La misiva de Pedro Sánchez representa una comunicación de resistencia enfocada hacia el electorado de izquierdas en un periodo de palpable deterioro político.
El presidente del Gobierno no elude la complicada fase que vive el PSOE ni la enrevesada aritmética parlamentaria de la izquierda, una vulnerabilidad que podría incrementarse durante el periodo electoral que acaba de arrancar. Por el contrario, hace de esa flaqueza el núcleo de su mensaje, demandando fe en el Gobierno de coalición que dirige como gran protector de la paz, la legislación internacional y el Estado del bienestar, y como “el mayor contrapeso que existe en Europa al avance de la internacional ultraderechista”.
Sánchez sostiene de forma categórica que la intervención armada de Estados Unidos “viola el derecho internacional” y encamina a la zona a un futuro de inestabilidad y confrontación.
Sánchez insta a las formaciones de izquierda a salvaguardar su Ejecutivo progresista en su función de custodio de la legalidad internacional.
Sus palabras casi no han tenido acogida en la Unión Europea, pero sí fuera del continente, donde Brasil, Chile, Colombia, México y Uruguay han firmado una declaración en conjunto con España. Para reprobar la injerencia de Washington y abogar por la paz y la multilateralidad.
Este ha representado, en efecto, el eje central de su misiva para salvaguardar la permanencia del ejecutivo progresista y la determinación de “no renunciar ni al mandato democrático ganado limpiamente en las urnas, y a culminar la legislatura”, a pesar del hostigamiento de una derecha que “blanquea e imita las técnicas de los ultras”.
Mientras Sánchez optó por servirse de Venezuela con el fin de unificar a una izquierda asediada y reafirmar su mando, Alberto Núñez Feijóo actuó de igual modo aprovechando el conflicto venezolano para emitir una proclama orientada al conjunto de la derecha, más allá de sus votantes y especialmente hacia Vox.
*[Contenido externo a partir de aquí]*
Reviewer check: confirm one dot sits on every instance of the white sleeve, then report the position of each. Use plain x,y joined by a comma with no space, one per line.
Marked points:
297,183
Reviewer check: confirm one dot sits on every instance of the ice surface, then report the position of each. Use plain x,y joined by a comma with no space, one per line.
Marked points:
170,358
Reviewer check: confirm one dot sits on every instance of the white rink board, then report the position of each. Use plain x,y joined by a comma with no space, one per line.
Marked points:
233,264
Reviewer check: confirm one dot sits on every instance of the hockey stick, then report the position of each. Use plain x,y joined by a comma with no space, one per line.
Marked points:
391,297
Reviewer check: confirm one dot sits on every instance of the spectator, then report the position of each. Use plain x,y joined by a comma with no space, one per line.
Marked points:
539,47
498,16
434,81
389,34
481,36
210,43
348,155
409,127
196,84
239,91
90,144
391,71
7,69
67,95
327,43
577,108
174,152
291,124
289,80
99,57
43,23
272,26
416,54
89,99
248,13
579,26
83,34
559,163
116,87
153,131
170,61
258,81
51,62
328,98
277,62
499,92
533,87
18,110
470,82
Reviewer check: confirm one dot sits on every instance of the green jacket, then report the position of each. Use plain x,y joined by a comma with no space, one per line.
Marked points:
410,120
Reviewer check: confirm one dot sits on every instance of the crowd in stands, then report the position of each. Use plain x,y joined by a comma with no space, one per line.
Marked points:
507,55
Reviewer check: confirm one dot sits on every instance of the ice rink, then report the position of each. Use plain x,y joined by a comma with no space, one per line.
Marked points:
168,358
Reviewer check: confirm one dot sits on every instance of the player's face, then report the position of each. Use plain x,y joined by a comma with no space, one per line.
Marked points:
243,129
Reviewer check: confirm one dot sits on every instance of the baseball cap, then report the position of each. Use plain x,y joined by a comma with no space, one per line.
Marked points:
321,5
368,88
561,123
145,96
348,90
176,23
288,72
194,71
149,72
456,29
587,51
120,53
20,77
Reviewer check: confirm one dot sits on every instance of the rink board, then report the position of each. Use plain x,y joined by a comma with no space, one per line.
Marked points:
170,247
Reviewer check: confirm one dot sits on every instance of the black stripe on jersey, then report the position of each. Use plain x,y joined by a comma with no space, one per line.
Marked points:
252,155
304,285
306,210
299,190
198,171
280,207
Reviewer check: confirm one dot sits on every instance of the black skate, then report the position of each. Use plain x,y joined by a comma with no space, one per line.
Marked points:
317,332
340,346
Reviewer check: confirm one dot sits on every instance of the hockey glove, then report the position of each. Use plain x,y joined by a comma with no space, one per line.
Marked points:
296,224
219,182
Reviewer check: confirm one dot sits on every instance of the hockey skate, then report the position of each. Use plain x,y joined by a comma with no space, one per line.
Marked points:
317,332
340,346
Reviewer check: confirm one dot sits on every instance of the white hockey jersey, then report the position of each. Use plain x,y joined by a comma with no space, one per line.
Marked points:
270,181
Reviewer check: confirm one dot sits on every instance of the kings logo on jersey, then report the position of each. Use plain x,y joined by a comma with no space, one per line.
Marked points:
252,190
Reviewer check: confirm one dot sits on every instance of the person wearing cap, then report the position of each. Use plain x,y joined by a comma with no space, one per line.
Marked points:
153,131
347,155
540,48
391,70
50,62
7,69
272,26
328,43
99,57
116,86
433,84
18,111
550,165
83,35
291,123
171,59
El escrito del dirigente popular elude reprochar abiertamente la intervención armada estadounidense, cuya validez jurídica internacional es dudosa, y opta por un enfoque que pone el acento en la ilegitimidad del régimen de Maduro y en la culpa de aquellos que, según su criterio, en una clara ofensiva contra el PSOE, “lo han tolerado o amparado”.
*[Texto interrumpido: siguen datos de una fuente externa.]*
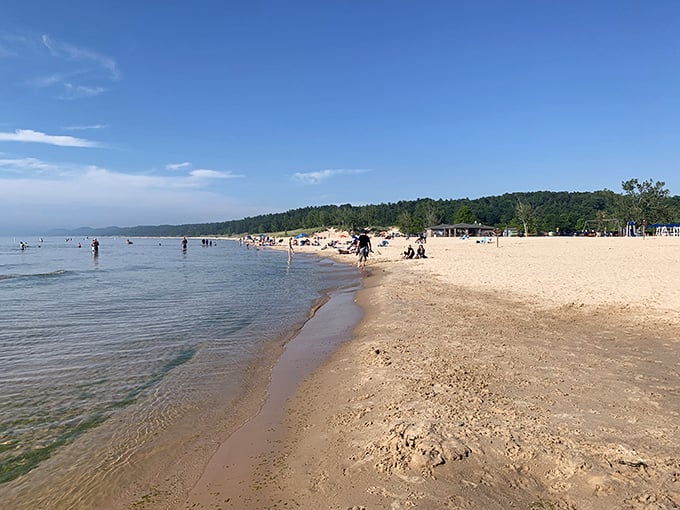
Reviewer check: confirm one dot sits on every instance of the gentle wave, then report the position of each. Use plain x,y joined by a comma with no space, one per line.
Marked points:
51,274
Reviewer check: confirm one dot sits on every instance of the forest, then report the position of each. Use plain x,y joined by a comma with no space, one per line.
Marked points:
535,213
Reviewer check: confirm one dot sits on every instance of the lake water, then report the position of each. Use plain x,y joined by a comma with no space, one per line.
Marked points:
135,336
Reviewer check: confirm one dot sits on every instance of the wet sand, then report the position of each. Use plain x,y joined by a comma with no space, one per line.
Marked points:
542,373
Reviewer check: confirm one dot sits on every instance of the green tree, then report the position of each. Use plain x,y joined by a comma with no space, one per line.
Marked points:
404,222
525,214
464,214
645,201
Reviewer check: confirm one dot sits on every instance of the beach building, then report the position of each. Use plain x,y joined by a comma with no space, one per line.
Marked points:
460,229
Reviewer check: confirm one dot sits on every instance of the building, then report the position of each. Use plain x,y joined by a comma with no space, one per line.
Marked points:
460,229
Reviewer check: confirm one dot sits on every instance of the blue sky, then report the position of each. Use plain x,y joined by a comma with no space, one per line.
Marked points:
129,113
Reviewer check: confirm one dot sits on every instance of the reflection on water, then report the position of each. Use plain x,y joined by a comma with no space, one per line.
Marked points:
98,356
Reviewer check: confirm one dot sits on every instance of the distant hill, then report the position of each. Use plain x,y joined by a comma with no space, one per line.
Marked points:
549,211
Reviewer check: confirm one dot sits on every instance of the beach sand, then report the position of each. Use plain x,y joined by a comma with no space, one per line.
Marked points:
542,373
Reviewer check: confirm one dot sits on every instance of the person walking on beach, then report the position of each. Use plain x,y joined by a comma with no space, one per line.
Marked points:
363,248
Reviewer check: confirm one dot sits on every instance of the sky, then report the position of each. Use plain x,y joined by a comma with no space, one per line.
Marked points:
168,112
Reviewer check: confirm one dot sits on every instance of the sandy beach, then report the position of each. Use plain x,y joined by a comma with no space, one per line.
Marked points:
537,373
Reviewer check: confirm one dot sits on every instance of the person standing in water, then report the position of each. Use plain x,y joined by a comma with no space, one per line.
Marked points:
363,248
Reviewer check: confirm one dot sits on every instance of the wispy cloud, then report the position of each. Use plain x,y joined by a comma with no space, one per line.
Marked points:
20,165
322,175
76,195
213,174
80,91
70,71
64,50
28,135
178,166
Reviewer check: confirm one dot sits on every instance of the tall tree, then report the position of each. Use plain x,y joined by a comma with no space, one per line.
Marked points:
525,214
464,214
645,201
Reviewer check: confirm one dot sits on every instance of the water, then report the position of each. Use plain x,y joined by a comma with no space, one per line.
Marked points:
140,333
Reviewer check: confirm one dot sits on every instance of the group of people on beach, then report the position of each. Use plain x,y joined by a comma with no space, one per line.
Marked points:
410,253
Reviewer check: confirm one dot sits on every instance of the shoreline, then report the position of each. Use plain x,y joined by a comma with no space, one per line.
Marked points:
234,472
545,381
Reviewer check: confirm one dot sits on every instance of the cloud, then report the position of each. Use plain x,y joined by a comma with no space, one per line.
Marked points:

Sin embargo, Feijóo, de forma análoga a Sánchez pero con justificaciones diversas, muestra su descontento con la dirección que la Casa Blanca parece querer imponer al cambio de régimen. Concretamente, le inquieta la posibilidad de favorecer una transición supervisada desde el interior de la propia estructura chavista, con Delcy Rodríguez como figura clave.
Según el dirigente del Partido Popular, tal alternativa implicaría una maniobra de permanencia del sistema que los venezolanos ya descartaron en los comicios.
Un planteamiento que profundiza en la senda establecida el día anterior por Cayetana Álvarez de Toledo, la cual no vaciló al señalar a Trump por difundir un discurso “manifiestamente falso” mientras defendía la figura de María Corina Machado “como la líder indiscutible del pueblo venezolano”.
Feijóo no pone en duda la ofensiva armada, aunque apoya el derecho legítimo de Machado para encabezar esa nación.
Esa distinción señala un alejamiento de Vox, que elude objetar las resoluciones de Trump mientras el PP intenta mostrarse como una derecha solvente, vinculada a la democracia liberal y al Estado de derecho.
Dicha táctica se traslada asimismo al ámbito cultural, donde Feijóo defiende la idea de “hispanidad” como una manifestación de hermandad y compromiso hacia los venezolanos, adoptando el planteamiento de Isabel Díaz Ayuso, quien ha hecho de la conmemoración del 12 de octubre en Madrid un instrumento político con la estructura de “festival cultural”. La situación venezolana manifiesta que, para Sánchez y Feijóo, la diplomacia global ya no representa un entorno remoto, sino un espacio determinante de la pugna ideológica doméstica.